WASHINGTON — President Obama will roll out his much-anticipated housing plan today in an effort to stem the tide of foreclosures that has triggered the worst recession in decades.
The president will outline the plan during a speech in Phoenix, where home values have dropped 33% in the last year -- the steepest decline of any metropolitan area in the country.

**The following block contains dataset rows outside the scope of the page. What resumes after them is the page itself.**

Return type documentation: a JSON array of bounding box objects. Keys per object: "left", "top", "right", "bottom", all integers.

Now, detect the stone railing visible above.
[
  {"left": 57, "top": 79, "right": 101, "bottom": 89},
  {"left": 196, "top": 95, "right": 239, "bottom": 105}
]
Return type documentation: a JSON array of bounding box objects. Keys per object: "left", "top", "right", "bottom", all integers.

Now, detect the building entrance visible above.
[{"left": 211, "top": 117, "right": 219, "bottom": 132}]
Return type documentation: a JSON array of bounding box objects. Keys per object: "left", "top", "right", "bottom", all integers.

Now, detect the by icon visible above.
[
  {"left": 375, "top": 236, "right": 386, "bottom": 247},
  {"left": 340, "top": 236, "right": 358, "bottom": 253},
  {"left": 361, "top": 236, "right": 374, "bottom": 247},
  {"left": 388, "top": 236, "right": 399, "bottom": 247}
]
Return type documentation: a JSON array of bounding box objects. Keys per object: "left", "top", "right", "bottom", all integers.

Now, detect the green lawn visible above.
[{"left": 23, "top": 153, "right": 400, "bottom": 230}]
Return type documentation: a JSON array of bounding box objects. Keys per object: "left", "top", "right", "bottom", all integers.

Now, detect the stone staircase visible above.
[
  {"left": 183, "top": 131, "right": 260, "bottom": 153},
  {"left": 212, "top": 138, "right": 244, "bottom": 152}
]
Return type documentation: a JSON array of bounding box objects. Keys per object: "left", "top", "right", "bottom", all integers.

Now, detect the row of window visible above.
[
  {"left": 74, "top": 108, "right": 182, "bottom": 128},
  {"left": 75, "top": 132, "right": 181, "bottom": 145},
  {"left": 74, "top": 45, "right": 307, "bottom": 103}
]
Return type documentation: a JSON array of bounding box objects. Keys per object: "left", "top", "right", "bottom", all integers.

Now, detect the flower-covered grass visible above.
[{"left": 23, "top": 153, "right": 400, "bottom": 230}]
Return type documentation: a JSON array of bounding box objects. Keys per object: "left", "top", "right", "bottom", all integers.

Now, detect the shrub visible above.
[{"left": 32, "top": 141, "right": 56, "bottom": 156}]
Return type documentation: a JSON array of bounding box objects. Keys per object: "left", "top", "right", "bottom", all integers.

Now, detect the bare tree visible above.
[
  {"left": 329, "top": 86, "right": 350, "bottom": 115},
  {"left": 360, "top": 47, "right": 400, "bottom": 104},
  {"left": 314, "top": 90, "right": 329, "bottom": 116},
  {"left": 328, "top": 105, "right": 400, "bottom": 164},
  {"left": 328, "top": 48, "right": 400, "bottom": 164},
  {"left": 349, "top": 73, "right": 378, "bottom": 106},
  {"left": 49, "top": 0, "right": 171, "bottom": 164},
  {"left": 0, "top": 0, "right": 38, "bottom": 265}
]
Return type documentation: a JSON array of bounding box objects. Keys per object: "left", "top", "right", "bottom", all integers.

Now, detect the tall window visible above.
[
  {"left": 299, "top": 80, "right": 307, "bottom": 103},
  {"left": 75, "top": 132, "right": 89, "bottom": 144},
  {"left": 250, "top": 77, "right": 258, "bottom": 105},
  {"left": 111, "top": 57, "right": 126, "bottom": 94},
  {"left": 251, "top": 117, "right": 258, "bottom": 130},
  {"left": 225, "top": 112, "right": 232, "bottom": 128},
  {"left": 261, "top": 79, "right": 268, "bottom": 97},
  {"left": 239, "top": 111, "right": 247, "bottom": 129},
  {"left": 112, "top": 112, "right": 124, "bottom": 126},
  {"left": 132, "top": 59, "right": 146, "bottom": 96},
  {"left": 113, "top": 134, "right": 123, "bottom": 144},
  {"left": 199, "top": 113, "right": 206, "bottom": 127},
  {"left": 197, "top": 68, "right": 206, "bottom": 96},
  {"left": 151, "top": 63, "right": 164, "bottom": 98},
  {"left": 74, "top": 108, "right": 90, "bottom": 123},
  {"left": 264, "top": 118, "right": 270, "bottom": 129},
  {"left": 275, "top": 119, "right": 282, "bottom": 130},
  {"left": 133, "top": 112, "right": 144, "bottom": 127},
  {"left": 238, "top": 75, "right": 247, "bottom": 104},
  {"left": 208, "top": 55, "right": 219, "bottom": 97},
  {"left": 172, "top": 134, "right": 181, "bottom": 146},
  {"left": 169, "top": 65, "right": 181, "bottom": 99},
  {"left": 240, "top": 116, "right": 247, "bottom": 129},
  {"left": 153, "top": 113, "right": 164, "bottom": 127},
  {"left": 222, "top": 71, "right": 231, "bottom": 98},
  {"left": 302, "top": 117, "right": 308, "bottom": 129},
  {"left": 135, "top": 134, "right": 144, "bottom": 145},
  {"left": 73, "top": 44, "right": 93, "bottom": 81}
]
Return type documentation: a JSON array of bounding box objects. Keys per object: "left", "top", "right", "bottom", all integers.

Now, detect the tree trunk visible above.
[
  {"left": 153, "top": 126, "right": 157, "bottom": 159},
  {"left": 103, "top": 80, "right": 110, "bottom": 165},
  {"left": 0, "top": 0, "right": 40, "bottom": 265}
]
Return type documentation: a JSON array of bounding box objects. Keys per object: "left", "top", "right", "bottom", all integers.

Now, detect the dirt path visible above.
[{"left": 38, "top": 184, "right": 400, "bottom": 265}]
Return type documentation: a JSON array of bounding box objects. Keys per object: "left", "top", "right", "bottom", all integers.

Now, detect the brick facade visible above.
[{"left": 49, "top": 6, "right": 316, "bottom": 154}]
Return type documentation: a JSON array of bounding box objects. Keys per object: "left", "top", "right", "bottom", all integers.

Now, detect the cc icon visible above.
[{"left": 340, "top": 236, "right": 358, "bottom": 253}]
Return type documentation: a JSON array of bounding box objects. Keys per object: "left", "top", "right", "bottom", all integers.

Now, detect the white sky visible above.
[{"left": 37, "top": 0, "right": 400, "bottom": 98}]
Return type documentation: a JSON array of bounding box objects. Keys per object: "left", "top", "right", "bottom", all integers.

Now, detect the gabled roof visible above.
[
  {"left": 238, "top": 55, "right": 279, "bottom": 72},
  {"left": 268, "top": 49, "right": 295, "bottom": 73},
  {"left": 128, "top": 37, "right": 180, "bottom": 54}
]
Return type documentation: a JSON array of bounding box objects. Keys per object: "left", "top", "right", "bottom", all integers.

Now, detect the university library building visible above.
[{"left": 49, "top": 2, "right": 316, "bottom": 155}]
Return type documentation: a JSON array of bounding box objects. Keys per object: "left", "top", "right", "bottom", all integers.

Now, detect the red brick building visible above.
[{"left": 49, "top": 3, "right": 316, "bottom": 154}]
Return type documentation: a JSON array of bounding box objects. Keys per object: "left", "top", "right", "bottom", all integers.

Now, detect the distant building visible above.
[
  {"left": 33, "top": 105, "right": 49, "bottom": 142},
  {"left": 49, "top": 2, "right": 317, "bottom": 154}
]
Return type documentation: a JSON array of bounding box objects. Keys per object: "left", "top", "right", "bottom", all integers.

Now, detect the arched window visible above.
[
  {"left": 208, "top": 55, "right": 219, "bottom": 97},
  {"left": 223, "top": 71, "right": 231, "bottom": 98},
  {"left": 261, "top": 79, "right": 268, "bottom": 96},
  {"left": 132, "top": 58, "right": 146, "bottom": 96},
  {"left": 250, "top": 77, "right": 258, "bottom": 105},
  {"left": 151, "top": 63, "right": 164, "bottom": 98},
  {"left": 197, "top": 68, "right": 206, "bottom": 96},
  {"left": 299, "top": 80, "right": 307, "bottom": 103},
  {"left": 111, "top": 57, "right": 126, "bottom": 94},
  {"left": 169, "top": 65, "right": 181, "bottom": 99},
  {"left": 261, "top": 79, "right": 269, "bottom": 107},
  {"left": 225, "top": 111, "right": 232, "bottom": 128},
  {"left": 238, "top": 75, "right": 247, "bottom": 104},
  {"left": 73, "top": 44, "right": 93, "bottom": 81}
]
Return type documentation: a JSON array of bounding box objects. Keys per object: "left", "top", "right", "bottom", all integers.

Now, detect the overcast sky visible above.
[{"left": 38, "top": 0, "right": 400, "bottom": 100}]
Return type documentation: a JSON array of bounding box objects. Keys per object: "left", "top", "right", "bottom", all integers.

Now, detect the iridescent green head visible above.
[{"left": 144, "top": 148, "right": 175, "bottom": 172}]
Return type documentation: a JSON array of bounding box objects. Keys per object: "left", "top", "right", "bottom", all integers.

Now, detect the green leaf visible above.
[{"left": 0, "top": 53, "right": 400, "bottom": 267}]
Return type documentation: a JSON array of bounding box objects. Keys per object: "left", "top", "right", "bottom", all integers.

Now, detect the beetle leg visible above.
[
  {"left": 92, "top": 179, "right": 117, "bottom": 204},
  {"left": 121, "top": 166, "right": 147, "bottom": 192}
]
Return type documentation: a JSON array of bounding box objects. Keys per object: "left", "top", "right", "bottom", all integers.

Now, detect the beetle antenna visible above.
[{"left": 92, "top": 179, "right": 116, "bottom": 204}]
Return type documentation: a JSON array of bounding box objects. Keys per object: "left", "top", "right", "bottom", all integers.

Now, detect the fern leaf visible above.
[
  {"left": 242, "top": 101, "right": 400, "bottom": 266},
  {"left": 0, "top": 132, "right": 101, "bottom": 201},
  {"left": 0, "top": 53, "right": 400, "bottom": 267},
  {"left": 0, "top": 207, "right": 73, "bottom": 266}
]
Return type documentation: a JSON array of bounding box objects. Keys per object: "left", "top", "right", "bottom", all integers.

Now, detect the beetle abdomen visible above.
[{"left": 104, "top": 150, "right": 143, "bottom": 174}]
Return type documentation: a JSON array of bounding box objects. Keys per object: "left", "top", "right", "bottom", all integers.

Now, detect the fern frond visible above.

Across the nation, thousands of people continue to be forced from their homes every day.
Washington insiders expect the plan to focus on lowering monthly payments for some borrowers through a combination of lower interest rates, extended terms and even principal write-downs.
The foreclosure crisis has bedeviled policymakers for nearly two years, and several programs launched with great fanfare have had little success.
Obama has pledged to spend $50 billion to $100 billion of the remaining financial bailout funds approved by Congress last fall to help worthy but struggling homeowners stay in their homes.
Economists and policymakers agree that the rising tide of foreclosures is causing collateral damage to neighborhoods and communities as they lose residents, properties fall into neglect and the tax base erodes.
But previous efforts to reduce foreclosures have been thwarted by a central problem: How should the losses be shared among borrowers, lenders and the government?
The prevalence of bubble markets in areas including California, Florida and Nevada has raised other equity issues: Is it fair to use funds from taxpayers elsewhere in the country to help borrowers in those markets? And is it fair to use taxes collected from renters or those who made sensible financial decisions to bail out borrowers who were greedy or careless?
So far, lenders have been unwilling to write down the principal on troubled mortgages, in part because most had been bundled into complicated securities and it has been legally uncertain whether servicers had the right to alter the terms.
Congress tackled that problem last summer by passing a law known as Hope for Homeowners. Under that plan, the government would guarantee new mortgages for worthy borrowers if lenders would agree to write down the principal. But the program has had few takers so far.
One way of forcing lenders to reduce principal is by changing bankruptcy law. Currently, bankruptcy law permits judges to lower the principal for any consumer loan except a mortgage.
Obama has expressed support for the idea, which would require Congress to pass new legislation to amend the bankruptcy code.